Howard Weitzman and state officials are expected to announce a not-so-new, limited state tax amnesty program that forgives those who pay what they owe and promise to pay on time in the future.
But the key to the program — and what may well make it unique — is that you can’t participate in it if you don’t confess to a nonpayment of which the state is unaware.
The Voluntary Disclosure and Compliance Program has been in effect since September but, despite $50 million that is being collected from 1,700 participants, it has not been well publicized.
Eligible taxpayers can save thousands in penalties and not be prosecuted for criminal tax fraud if they agree in writing to pay back-tax debt and become compliant in future years.
Weitzman said he only learned about the program last month.
It was in legislation passed in this year’s state budget and is part of the state’s new tax enforcement initiatives.

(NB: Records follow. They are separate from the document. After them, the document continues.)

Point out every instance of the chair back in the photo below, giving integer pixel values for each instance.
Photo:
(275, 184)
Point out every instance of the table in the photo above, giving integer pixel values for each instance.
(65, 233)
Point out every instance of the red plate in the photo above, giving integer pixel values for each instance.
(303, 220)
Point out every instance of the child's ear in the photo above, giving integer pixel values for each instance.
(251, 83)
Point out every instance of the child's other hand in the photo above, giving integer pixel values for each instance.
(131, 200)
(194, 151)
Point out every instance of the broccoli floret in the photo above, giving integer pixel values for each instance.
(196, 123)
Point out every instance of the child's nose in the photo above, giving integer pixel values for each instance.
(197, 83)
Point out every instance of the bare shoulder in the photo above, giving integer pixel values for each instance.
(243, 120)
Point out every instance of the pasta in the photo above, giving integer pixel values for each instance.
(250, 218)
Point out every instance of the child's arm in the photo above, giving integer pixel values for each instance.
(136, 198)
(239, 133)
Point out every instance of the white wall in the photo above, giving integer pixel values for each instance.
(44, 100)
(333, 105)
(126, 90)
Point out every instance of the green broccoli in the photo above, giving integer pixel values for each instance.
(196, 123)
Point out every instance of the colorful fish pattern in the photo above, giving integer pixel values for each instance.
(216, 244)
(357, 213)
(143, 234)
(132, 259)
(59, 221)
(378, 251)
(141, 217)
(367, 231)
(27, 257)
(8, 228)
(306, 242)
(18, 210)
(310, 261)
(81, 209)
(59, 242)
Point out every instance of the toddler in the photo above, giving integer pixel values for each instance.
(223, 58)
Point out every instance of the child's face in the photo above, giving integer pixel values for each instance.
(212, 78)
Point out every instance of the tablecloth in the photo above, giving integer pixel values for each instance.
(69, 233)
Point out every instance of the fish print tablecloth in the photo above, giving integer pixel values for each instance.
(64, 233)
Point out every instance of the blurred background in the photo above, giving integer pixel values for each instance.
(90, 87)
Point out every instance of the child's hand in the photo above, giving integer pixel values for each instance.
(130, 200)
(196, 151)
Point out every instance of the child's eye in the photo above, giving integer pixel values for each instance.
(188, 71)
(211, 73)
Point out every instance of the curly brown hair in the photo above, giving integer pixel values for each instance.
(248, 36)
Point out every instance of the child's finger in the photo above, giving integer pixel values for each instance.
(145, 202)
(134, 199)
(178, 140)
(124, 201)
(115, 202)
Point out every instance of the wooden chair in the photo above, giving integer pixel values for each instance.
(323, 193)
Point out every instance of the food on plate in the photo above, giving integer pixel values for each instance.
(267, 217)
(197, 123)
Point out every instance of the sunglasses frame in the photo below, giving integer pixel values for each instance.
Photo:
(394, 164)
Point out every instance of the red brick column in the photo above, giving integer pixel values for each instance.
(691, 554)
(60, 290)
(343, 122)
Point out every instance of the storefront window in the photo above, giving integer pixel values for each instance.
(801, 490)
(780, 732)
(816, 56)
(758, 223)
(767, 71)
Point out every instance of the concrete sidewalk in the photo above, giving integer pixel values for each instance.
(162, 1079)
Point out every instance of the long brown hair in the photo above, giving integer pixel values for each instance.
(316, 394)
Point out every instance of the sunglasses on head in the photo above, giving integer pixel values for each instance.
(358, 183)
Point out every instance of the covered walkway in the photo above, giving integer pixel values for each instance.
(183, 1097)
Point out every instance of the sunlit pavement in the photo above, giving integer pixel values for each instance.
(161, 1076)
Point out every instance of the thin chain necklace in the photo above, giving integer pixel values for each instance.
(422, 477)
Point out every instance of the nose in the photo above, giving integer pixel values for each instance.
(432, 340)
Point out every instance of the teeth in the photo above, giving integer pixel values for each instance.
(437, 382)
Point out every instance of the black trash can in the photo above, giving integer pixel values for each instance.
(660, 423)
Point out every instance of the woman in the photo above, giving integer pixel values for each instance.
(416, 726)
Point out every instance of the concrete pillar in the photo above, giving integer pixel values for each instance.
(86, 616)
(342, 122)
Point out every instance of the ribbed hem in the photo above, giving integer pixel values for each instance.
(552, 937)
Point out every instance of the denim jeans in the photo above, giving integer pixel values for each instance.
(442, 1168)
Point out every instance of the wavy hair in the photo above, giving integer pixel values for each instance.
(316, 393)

“When I heard about this program, I felt that it was a win-win situation for everybody — the state, the county and the individuals,” said Weitzman, who added that the program covers 42 different taxes, including sales taxes, of which the counties will get a portion.
“It is a statutory program that is unique in the nation and unprecedented in New York,” said Deputy Commissioner of Tax Enforcement William Comiskey, who is expected at today’s news conference. “It balances the Department’s increased tax enforcement efforts by providing taxpayers with an opportunity to self-correct past tax delinquencies without penalty and to become tax compliant in the future.” Taxpayers can participate by applying online and answering only a handful of simple questions to determine if they are eligible. Participants may be allowed to have a payment plan.